Mandatory disclosure training to all prosecutors, minimum standards on quality and content for MG6C disclosure schedules and the development of specialist disclosure experts in every police force available to conduct sampling, local training and assistance in complex cases are also proposed.

Funding a complete system overhaul

The Attorney General’s proposed steps for tackling disclosure issues are a tiny step in the correct direction. However, with the justice system creaking closer to breaking point it is plain a complete overhaul of the disclosure system is needed. Successive years of funding cuts to the criminal justice system have plainly created a system that is under staffed, under resourced and at breaking point. It is hoped the Joint National Disclosure Improvement Plan will help to prevent disclosure issues arising in the first place and remedy them as swiftly as possible when they do. As with all areas of the chronically underfunded justice system the success of the Joint National Disclosure Improvement Plan may be contingent on sufficient funding being identified and made available. The Criminal Cases Review Commission has stated: ‘The single most frequent cause [of miscarriages of justice] continues to be failure to disclose to the defence information which could have assisted the accused’ – the real question is not, therefore, whether the government can afford to properly fund the criminal justice system but whether it can afford not to?

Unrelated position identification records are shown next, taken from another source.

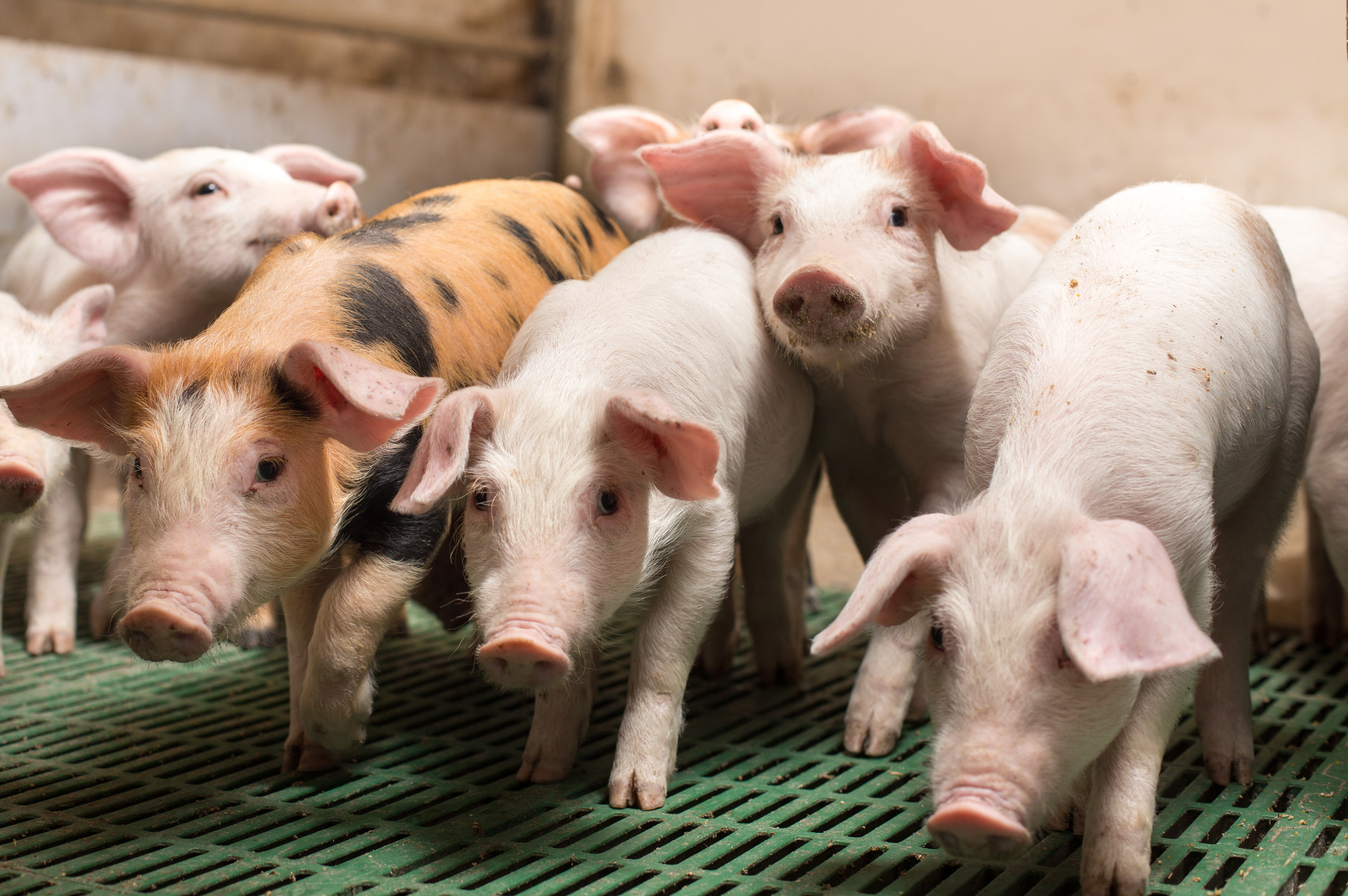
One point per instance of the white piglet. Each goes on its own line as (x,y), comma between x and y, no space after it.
(1134,442)
(639,418)
(34,468)
(883,273)
(176,235)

Contributors Narita Bahra and Fiona Roberston, 2 Hare Court


The long road to re-building confidence

‘My priority, working closely with the police, is to put in place effective measures that bring about a sea-change in how disclosure is managed so that complainants and suspects alike can have confidence that every case is fair.’

Director of Public Prosecutions, Alison Saunders CBE

BBC’s File on 4 found that only 18 police forces have accreditation for digital forensics, for some of the procedures they carry out. None has full accreditation (although all forces are working towards it). The Metropolitan Police, for example, isn’t accredited for video, phone and computer analysis – yet carries out work in this field.

Forensic Science Regulator Dr Gill Tully told the programme: ‘Until organisations have the right quality standards then it’s more likely that they’ll make errors and less likely they’ll find the errors... If we are persistently seeing failures to meet the standards then my view will become that it would be better to outsource all of the work.’

Dr Tully pointed to the impact of successive competitive tendering processes: ‘Whilst being very successful on the one hand in reducing expenditure… we have to make sure we’re not only looking at what’s cheap for police but what’s good value for the end-to-end criminal justice system.’